Thorac cardiovasc Surg 2018; 66(04): 344
DOI: 10.1055/s-0036-1586159
Invited Commentary
Georg Thieme Verlag KG Stuttgart · New York

Invited Commentary

Henning A. Gaissert
1  Department of Thoracic Surgery, Massachusetts General Hospital, Boston, Massachusetts, United States
› Author Affiliations
Further Information

Publication History

24 May 2016

09 June 2016

Publication Date:
05 August 2016 (eFirst)

Surgical Approaches to Non-thyrogenic and Non-thymic Mediastinal Tumors of the Thoracic Inlet

Tumors in contact with the first rib, subclavian vessels, brachial plexus, or the first vertebral body pose unique problems for surgical access imposed by the spatial constraints at the thoracic inlet. In this article, Wang and colleagues[1] present a large series of benign or low-grade malignant neoplasms in this region treated with surgical resection.
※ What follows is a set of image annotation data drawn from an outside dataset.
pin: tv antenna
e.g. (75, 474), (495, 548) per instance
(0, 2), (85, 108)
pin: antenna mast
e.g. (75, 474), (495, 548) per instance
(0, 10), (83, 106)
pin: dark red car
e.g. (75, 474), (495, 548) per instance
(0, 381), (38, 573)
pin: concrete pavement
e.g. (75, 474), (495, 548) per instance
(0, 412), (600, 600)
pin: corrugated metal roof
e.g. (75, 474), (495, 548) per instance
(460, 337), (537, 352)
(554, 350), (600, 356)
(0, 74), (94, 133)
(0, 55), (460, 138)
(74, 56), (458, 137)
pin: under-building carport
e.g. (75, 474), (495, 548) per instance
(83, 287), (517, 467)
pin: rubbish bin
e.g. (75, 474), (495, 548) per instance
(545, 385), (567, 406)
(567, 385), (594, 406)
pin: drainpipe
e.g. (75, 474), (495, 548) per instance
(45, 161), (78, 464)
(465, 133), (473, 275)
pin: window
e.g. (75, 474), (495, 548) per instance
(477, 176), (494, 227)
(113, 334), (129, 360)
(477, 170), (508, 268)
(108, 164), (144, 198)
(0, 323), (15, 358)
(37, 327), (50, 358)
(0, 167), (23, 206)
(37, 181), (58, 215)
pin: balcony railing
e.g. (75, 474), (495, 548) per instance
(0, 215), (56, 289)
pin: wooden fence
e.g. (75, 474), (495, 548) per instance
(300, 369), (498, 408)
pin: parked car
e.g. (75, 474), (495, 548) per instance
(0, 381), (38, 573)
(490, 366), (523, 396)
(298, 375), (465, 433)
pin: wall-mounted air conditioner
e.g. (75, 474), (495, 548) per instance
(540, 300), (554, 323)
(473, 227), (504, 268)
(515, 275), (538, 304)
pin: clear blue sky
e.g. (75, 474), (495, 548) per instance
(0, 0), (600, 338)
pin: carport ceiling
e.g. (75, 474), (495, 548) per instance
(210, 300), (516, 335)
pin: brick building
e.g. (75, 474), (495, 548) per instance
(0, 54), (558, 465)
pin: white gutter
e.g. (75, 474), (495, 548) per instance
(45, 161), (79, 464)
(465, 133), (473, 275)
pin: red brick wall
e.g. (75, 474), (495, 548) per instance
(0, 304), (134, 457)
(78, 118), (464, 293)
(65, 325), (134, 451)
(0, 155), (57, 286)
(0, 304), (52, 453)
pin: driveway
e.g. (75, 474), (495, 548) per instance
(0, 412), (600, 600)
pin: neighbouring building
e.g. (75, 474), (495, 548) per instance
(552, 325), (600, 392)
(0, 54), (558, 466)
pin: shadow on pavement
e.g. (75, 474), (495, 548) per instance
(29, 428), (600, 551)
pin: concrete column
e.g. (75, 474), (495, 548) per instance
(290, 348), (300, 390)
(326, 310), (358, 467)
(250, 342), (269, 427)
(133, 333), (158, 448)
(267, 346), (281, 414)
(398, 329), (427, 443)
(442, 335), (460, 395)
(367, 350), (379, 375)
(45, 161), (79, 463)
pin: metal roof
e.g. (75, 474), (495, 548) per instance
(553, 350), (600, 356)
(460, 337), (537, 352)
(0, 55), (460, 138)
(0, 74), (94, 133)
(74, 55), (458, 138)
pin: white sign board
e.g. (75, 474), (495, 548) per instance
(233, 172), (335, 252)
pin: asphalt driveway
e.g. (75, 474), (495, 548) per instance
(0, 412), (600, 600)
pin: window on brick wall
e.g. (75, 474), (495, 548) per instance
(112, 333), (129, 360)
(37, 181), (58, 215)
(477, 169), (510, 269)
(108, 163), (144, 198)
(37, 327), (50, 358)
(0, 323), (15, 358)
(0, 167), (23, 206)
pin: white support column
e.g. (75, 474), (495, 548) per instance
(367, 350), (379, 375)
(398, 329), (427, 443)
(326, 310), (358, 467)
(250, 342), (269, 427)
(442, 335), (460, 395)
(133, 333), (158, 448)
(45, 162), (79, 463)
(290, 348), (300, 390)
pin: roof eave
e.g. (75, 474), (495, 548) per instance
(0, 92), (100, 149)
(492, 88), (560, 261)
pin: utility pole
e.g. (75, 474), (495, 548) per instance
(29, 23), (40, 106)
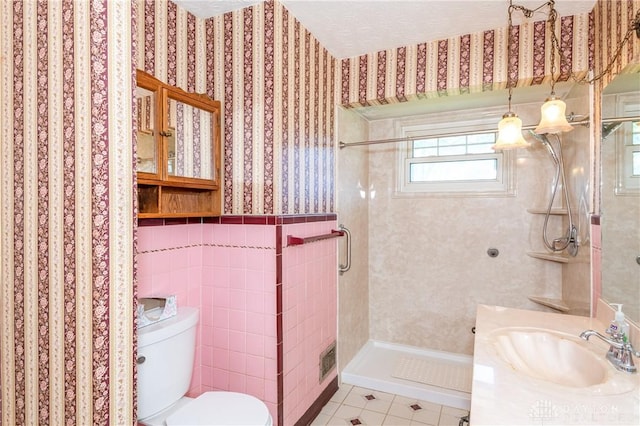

With their preference for a minimal invasive approach, the authors manage to resect a majority of these lesions either by thoracoscopy or supraclavicular incision. The thoracic inlet is close quarters, and tumors there frequently compress subclavian vessels or the brachial plexus. Prioritizing a minimal invasive technique may have a price, as reflected in injuries to stellate ganglion, brachial plexus, or recurrent laryngeal nerve. The alternative of an anterior transmanubrial approach with resection of the first or second rib as needed provides wide access to an obstructed passage for open dissection and controlled resection. In benign tumors, preserving the sternoclavicular joint as proposed by Grunenwald[2] leaves no bony defect in contrast to the original technique of Dartevelle[3] with resection of the medial third of the clavicle. The incision rarely leads to complications; even radiated (>56 gray) wounds heal without delay, and postoperative pain associated with posterior incisions far exceeds the anterior discomfort.

For tumors in this location, preoperative angiography frequently offers important diagnostic information. Neurogenic tumors typically derive their blood supply from intercostal arteries. These in turn sometimes possess collaterals to the anterior and posterior spinal arteries, not only at the level of the artery of Adamkiewicz. Preoperative recognition of spinal artery collaterals should give pause to plans for resection. As an added advantage, controlled preoperative embolization of larger arteries supplying neurogenic tumors or the occasional hemangioma as noted in this series reduce intraoperative bleeding and permit the surgeon to operate in a bloodless field.

The study describes the advantages of a minimal invasive approach, but caution is advised in elevating the short-term goal of recovery above the real risk of long-term nerve dysfunction.